Hit the water with Billy around 8:20, ran to the first spot and waited for the sun to go down. When the lights came on my mind went to racing. Water was not looking good. Maybe 1 foot visibility. After looking for 20 minutes, I made the call to find some clearer water. Ran a couple miles to a spot I had picked out on google earth. Water was ripping in, and it was a little clearer. We put a couple fish in the boat real quick and then another near the end of the drift. After working this spot we drifted by a oyster bar and found 2 sitting on the bar. Decided to work the same stretch again and this time it produced 6 more. 

Ran around the corner to another spot like this one and only picked up 1.







Tide was beginning to reach high and we had 12 or so fish in the box. Decided to check out the spot that had already produced 11 of our fish and darn if we didn't find 3 more in the deep murky water. 

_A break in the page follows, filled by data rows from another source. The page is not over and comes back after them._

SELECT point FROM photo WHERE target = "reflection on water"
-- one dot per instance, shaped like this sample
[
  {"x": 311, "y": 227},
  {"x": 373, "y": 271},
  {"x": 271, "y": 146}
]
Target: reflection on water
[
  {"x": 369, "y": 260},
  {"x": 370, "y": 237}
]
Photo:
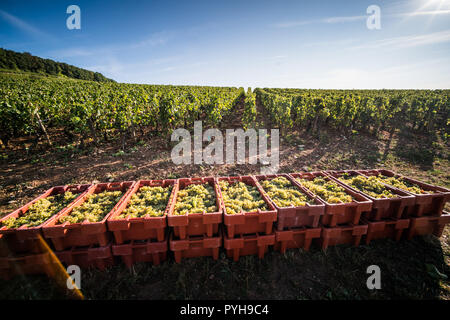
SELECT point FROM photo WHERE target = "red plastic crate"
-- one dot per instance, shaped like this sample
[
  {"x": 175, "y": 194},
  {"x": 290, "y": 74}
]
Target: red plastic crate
[
  {"x": 144, "y": 227},
  {"x": 195, "y": 246},
  {"x": 87, "y": 257},
  {"x": 249, "y": 244},
  {"x": 304, "y": 216},
  {"x": 385, "y": 208},
  {"x": 299, "y": 237},
  {"x": 195, "y": 224},
  {"x": 428, "y": 225},
  {"x": 249, "y": 222},
  {"x": 350, "y": 234},
  {"x": 426, "y": 204},
  {"x": 24, "y": 239},
  {"x": 339, "y": 213},
  {"x": 67, "y": 235},
  {"x": 25, "y": 264},
  {"x": 392, "y": 229},
  {"x": 141, "y": 251}
]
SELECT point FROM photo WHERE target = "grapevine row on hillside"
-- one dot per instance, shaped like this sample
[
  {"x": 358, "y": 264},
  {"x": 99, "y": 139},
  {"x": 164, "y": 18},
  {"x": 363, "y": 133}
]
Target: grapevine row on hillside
[
  {"x": 30, "y": 105},
  {"x": 421, "y": 110}
]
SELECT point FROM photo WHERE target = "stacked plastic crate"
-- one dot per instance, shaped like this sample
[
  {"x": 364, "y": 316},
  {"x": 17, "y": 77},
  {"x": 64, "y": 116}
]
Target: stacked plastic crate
[
  {"x": 297, "y": 225},
  {"x": 192, "y": 233},
  {"x": 141, "y": 235},
  {"x": 85, "y": 243},
  {"x": 387, "y": 219},
  {"x": 247, "y": 231},
  {"x": 22, "y": 248},
  {"x": 424, "y": 215},
  {"x": 344, "y": 209}
]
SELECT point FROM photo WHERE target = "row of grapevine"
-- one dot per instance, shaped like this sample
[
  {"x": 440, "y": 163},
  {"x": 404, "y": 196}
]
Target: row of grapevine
[
  {"x": 421, "y": 110},
  {"x": 28, "y": 105},
  {"x": 249, "y": 114}
]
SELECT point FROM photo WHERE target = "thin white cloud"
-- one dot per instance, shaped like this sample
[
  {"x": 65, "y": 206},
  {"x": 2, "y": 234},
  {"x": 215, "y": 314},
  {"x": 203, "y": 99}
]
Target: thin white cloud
[
  {"x": 408, "y": 41},
  {"x": 343, "y": 19},
  {"x": 156, "y": 39},
  {"x": 22, "y": 25},
  {"x": 330, "y": 20},
  {"x": 424, "y": 13}
]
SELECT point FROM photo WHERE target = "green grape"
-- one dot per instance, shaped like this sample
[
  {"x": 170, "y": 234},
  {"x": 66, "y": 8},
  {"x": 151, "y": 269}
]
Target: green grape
[
  {"x": 240, "y": 197},
  {"x": 329, "y": 190},
  {"x": 370, "y": 186},
  {"x": 195, "y": 198},
  {"x": 94, "y": 208},
  {"x": 148, "y": 200},
  {"x": 401, "y": 183},
  {"x": 284, "y": 193},
  {"x": 41, "y": 211}
]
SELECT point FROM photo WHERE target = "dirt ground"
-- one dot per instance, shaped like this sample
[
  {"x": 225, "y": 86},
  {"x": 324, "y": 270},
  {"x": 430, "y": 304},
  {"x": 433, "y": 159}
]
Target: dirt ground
[{"x": 417, "y": 269}]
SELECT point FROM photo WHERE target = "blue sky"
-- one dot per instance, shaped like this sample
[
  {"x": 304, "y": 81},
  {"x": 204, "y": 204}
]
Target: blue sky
[{"x": 301, "y": 44}]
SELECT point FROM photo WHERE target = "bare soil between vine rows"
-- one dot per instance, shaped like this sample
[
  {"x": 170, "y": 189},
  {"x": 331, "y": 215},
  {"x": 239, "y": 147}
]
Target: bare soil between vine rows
[{"x": 338, "y": 273}]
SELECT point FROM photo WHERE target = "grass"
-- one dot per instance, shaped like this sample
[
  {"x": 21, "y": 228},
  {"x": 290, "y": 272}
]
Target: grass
[{"x": 409, "y": 269}]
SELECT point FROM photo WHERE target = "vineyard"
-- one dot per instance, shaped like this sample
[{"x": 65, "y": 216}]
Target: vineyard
[
  {"x": 31, "y": 105},
  {"x": 369, "y": 110},
  {"x": 111, "y": 115}
]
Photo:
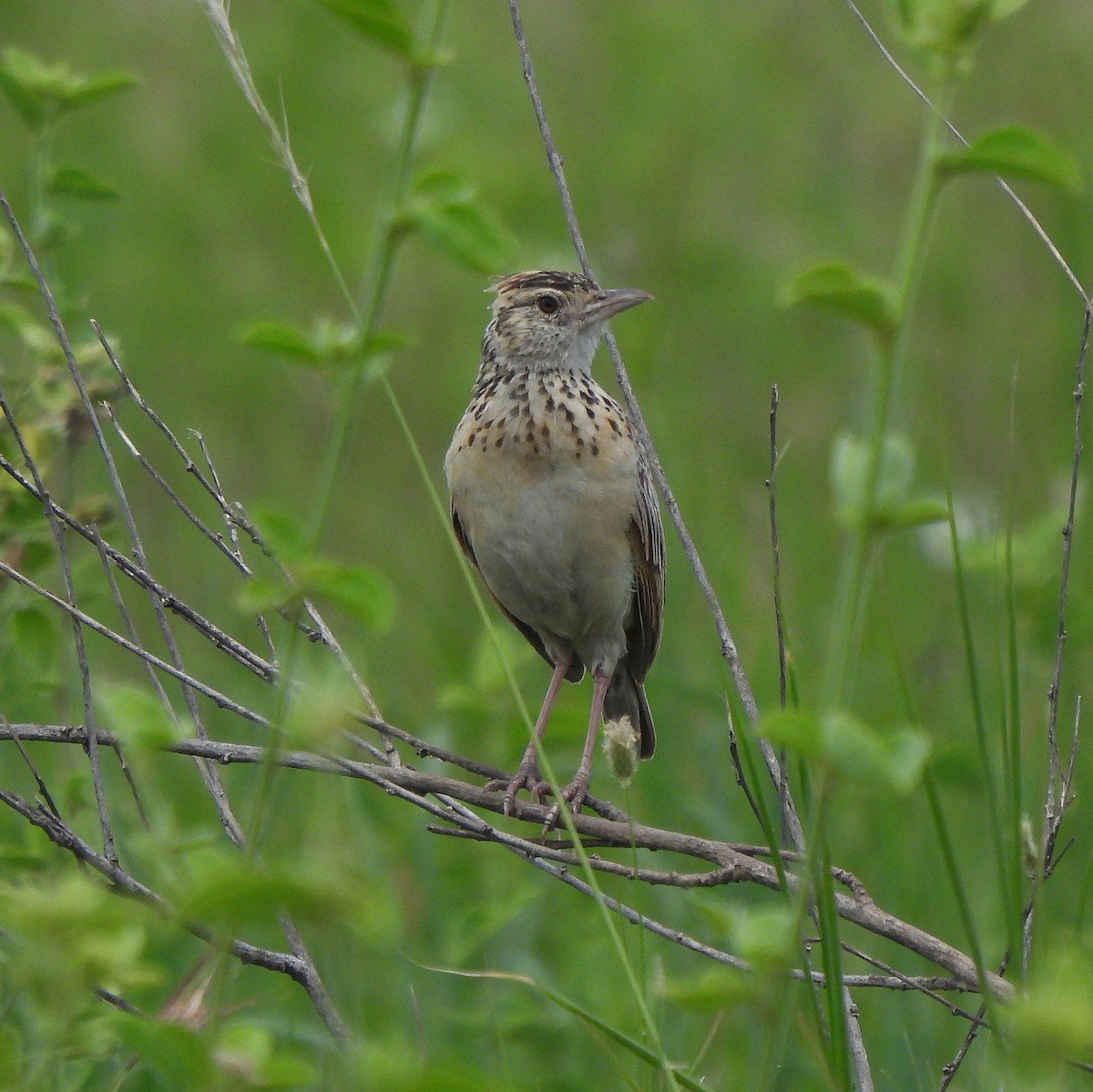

Decided to head east and see if we could find any clearer or shallower water as these spots were being covered up by the tide. Ran into Omegafoo at the lighthouse and he said the water wasn't much clearer that way. Content with 15 fish in the boat, I let Billy make the call and he said, "Don't know til we try it". Headed to the first spot and nothing, but the water was much clearer than where we had been. We had visibility to 4 feet. 2nd spot we hit produced 3 flounder. 3rd spot we hit provided us with a couple big sheephead that I believe are boat records, 4 pounds 4 ounces and 4 pounds 5 ounces. Billy stuck the 8' gig into one of them and there was only about 3' of handle out of the water. Gigged that fish in 5 foot of water. This little spot had a creek that was plumb full of spot-tailed mullet(redfish), but no flounder. 

Last spot of the night was the best. We finished out limit out with another record for the boat. Billy almost let him get by us but looked into the shallows and stated "There's one......and he's a big one too". Sure enough, he had some shoulders on him.








He went 4 pounds 12 ounces, another boat record. 

Left several fish laying the sand for next time and finishedwith my first 2 man limit. Headed to the hill at 3:30am with 2 limits of flounder, 4 sheephead and 6 mullet, 3 of which volunteered for the ride home after jumping into the boat.


----------



## seacapt (Oct 1, 2007)

Good report. Sounds like a great night, you searched a few new spots and found some fish. Can't see the pics at work, I'll have to wait till I get home. Thanks for posting.


----------



## saltfisher1 (Oct 8, 2007)

Nice catch!!!


----------



## countryjwh (Nov 20, 2007)

awesome, just awesome. hopefully my stretch of water is clearing up to go get some.


----------



## Midnight Rider (Sep 30, 2007)

Great report.


----------



## 2112 (May 4, 2008)

Great report and may you have many more like this!


----------